Les histoires d’amour et les intrigues romantiques font rarement usage des enfants sous nos contrées européennes. Pour les scénaristes hollywoodiens, cependant, le sacrifice que représente d’avoir des enfants puis se sacrifier pour ses enfants est souvent utilisé car la société américaine s’en sert d’instrument de jugement (que reprend l’histoire de femme).
Ce sacrifice est considéré comme une vertu nationale mais ce n’est que la façade qui cache un malaise profond. Alors que le thème du sacrifice semble souvent prêché dans l’histoire de femme, une lecture attentive fait souvent apparaître des détresses cachées.

Entre les années 1930 et 1940, l’histoire de femme a connu un changement affectant et étant affecté par le changement des femmes elles-mêmes.
Les années 1940 furent plus émotionnelles et névrosées aussi alternant entre la passivité désintéressée de la femme dans l’espoir du retour de son G.I. de mari ; et sur les écrans, des héroïnes telles que Bette Davis et Joan Crawford à l’agressivité provocante et fragile.
Les héroïnes des années 1930 étaient plus audacieuses que leurs aînées de la décade suivante. Ces femmes décrites dans les histoires qui leur étaient dédiées dans les années 30 avait la lèvre moins tremblante et la moue beaucoup plus décidée.
Les histoires de femme dans les années 30 s’inscrivait sur un fond de société soi-disant normale (après que Hollywood ait accepté en 1929 d’appliquer une liste de tabous qui deviendront plus tard le code Hays) et les héroïnes de ces histoires acceptaient automatiquement un jeu de standards bien formatés mais surtout sans éléments féministes.
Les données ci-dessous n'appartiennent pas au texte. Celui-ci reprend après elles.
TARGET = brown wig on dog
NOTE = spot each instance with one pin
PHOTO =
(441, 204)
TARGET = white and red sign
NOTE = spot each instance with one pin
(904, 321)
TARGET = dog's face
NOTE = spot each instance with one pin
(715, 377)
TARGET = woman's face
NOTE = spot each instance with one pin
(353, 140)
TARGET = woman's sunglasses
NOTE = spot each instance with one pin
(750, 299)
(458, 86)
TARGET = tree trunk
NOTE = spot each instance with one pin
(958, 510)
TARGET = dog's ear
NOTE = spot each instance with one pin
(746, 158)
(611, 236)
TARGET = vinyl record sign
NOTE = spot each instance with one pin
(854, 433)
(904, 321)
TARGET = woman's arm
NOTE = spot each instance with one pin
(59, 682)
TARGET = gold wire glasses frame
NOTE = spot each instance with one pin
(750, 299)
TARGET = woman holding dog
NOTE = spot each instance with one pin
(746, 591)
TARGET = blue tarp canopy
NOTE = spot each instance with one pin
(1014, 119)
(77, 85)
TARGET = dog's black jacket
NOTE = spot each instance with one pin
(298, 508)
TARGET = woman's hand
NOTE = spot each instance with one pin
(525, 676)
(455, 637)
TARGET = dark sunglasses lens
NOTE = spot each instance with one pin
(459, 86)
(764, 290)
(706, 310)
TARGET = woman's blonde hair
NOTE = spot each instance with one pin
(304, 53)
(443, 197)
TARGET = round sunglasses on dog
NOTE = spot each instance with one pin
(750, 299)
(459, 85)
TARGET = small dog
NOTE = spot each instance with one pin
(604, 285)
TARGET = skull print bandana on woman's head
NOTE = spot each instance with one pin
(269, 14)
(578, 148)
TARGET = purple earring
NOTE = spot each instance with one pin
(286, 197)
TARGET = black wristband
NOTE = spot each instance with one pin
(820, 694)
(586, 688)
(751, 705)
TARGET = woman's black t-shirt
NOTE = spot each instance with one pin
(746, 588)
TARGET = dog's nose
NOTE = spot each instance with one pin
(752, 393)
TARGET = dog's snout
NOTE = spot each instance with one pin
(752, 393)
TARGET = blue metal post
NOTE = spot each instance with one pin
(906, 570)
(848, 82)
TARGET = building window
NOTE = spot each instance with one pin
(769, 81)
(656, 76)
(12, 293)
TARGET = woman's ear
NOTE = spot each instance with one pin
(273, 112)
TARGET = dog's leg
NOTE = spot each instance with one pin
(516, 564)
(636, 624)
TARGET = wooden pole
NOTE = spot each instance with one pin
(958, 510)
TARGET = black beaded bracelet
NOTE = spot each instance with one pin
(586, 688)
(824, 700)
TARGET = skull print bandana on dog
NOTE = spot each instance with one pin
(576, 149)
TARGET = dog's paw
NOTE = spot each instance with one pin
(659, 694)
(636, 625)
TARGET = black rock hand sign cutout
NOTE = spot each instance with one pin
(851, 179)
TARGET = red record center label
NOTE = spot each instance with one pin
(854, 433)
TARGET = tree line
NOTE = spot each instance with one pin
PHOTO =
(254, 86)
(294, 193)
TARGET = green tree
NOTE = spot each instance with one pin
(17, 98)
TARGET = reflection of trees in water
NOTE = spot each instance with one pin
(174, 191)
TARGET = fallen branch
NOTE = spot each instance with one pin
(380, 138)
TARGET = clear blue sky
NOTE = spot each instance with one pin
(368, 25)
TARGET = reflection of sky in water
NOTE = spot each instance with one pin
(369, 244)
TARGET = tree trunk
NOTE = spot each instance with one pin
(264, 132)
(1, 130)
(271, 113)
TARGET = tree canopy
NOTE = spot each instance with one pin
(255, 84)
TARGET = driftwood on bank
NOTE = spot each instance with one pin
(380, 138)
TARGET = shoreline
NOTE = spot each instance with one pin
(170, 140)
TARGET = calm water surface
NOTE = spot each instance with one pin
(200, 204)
Seule une personnalité telle que Dorothy Arzner put survivre à la censure.

Les restrictions sociales faiblirent dans les années 1940 dû pour une bonne part aux événements terribles que connurent ces années-là et la femme prit alors des responsablités nouvelles au sein de la société et descendit du piédestal où l’avait placé un regard essentiellement mâle. Il s’ensuivit une constante ambivalence dans le genre spécifique de l’histoire de femme alternant entre une sensibilité féminine froide et blessante ou sentimental (voire à l’eau de rose).

Le genre atteignit son apothéose fin des années 40 et tout du long des années 1950 avec des gens comme Max Ophüls et Douglas Sirk. Mais la télévision et ses soap opera mit un terme assez brutal au genre qui disparut alors de la scène culturelle.